Ini adalah hikmah tugas akhir dari mata kuliah DPBO (Desain Pemrograman Berorientasi Objek), tugas akhir kali ini ialah untuk membuat suatu game berbasis pertualangan RPG. Pengerjaan tugas kali ini dilakukan berkelompok, kelompok saya terdiri dari 5 orang yaitu saya, Aldita Yurioputri, Anggi Aida Budaya, Floristi Dwi Ratna dan Hafifullah Khalis.

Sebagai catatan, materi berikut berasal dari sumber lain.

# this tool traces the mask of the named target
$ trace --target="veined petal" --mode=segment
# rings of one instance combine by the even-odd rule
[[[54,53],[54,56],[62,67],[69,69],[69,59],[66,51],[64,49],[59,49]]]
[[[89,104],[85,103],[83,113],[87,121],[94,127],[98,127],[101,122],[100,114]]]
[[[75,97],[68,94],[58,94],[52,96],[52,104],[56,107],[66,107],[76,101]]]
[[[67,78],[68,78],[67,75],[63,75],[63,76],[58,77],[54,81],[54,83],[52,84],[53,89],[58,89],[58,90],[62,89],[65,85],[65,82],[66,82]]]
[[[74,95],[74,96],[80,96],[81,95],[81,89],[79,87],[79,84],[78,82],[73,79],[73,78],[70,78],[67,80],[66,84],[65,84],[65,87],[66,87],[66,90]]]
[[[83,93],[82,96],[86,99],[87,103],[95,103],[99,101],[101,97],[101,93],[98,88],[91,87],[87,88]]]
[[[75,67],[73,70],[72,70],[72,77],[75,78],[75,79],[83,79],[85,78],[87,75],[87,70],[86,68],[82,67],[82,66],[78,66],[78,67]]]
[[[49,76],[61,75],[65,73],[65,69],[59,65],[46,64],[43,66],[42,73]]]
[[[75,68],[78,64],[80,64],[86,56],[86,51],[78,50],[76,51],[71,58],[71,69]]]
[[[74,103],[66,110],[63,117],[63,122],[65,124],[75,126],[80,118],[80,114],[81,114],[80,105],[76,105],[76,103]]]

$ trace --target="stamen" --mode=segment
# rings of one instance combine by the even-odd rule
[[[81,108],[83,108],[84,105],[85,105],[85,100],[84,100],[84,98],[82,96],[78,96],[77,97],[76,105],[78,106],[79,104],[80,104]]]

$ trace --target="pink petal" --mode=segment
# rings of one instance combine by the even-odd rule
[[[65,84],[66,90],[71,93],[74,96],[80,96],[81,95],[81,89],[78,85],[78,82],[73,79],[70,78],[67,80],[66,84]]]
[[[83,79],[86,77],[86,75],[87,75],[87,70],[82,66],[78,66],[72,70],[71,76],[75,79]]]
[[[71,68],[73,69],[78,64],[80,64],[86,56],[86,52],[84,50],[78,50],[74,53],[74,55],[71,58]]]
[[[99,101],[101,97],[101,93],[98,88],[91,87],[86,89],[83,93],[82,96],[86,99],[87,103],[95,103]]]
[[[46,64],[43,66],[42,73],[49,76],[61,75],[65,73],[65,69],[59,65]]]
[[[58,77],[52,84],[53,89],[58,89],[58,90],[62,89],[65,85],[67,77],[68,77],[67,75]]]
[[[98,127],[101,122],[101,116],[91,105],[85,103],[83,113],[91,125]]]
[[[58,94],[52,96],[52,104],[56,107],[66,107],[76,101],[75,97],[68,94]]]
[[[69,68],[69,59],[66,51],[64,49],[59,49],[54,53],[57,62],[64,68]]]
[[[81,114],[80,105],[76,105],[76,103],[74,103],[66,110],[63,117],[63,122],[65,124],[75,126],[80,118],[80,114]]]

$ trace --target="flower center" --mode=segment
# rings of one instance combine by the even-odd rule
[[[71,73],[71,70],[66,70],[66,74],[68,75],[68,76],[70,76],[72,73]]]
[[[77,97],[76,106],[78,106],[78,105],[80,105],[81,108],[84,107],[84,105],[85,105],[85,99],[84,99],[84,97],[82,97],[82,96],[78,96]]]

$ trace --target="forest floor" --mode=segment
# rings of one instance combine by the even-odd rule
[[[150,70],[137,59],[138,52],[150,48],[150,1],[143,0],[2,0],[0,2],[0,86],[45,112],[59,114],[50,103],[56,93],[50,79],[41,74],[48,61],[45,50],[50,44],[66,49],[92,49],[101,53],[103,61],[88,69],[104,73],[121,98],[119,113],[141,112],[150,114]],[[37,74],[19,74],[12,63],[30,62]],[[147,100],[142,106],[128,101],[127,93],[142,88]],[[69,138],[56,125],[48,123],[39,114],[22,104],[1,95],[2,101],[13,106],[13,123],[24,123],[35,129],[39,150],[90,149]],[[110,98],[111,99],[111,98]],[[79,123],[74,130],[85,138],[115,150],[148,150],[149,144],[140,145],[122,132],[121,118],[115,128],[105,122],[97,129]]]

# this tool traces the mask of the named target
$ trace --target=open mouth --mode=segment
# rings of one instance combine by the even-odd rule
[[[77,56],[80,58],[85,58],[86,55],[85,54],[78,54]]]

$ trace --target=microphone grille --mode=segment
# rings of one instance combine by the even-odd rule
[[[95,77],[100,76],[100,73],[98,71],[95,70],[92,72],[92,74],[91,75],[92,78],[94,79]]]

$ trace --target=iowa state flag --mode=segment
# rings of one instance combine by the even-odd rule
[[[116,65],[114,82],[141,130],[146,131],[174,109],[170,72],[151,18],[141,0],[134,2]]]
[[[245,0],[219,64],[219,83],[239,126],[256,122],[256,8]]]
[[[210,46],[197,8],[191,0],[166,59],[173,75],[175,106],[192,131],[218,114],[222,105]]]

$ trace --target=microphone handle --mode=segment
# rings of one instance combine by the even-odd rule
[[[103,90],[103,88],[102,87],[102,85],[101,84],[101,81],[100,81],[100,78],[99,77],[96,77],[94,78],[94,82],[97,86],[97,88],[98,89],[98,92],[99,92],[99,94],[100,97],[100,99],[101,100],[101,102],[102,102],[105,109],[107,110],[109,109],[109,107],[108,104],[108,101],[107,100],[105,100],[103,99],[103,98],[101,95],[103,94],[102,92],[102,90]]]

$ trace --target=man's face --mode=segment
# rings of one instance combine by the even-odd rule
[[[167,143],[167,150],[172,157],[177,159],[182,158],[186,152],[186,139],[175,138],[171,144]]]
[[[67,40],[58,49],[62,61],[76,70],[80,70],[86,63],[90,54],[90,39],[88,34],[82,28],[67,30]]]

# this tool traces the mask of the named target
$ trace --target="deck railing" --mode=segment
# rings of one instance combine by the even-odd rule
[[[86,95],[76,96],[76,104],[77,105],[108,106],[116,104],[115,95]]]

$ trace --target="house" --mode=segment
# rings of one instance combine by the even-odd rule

Pelajaran yang dapat diambil :
1. Prologue
Karena waktu pengerjaan yang sangat sedikit dengan sumber daya alam yang kurang memadai, maka saya pun memutar otak untuk bisa membuat game dengan cepat dan tepat, apalagi game tersebut harus dibuat dengan game engine yang seyogyanya kita harus (lagi) membaca library yang isinya lebih dari 100 class.
2. Kebimbangan
Awalnya saya semangat untuk membuat game baru namun berhubung waktu yang sempit, akhirnya saya memakai template yang disediakan untuk membuat game tersebut. Awalnya semua berjalan lancar, namun disaat saya ingin menambahkan fitur game saya semua menjadi aneh. Saya tidak tahu untuk menaruh kodingan tersebut dikarenakan kodingan itu merupakan 40% algoritma seseorang, bukan algo kita sendiri. Jadilah saya menyesal, saya baru menyadari tindakan saya memakai template itu merupakan sesuatu yang salah. Namun, malang tak dapat ditolak, untung tak dapat diraih, deadline tinggal menunggu hari, sudah terlambat untuk mengulang semua. Akhirnya saya memutuskan untuk melanjutkan, walau tanpa arah.
3. Kesimpulan
Jadilah diri sendiri, lebih baik merekonstruksi semua dari 0 daripada harus mengukir di atas kanvas seseorang. Karena anda akan terkekang, tidak nyaman dan tak bebas bereksplorasi, nikmatilah karunia yang telah Allah berikan kepada Anda, orang hebat itu adalah orang yang dapat pulih setelah jatuh dan mencoba memperbaiki kesalahannya
Percaya pada tim. jika anda adalah ketua, maka tanggung jawab anda untuk menjaga agar roda harus tetap berjalan. Bimbing, ajar dan pahami mereka. Selama ini saya hanya berharap mereka bisa mencari jalannya sendiri tapi tidak. You have to encourage them, jangan pernah merasa bisa mengerjakan semuanya sendiri.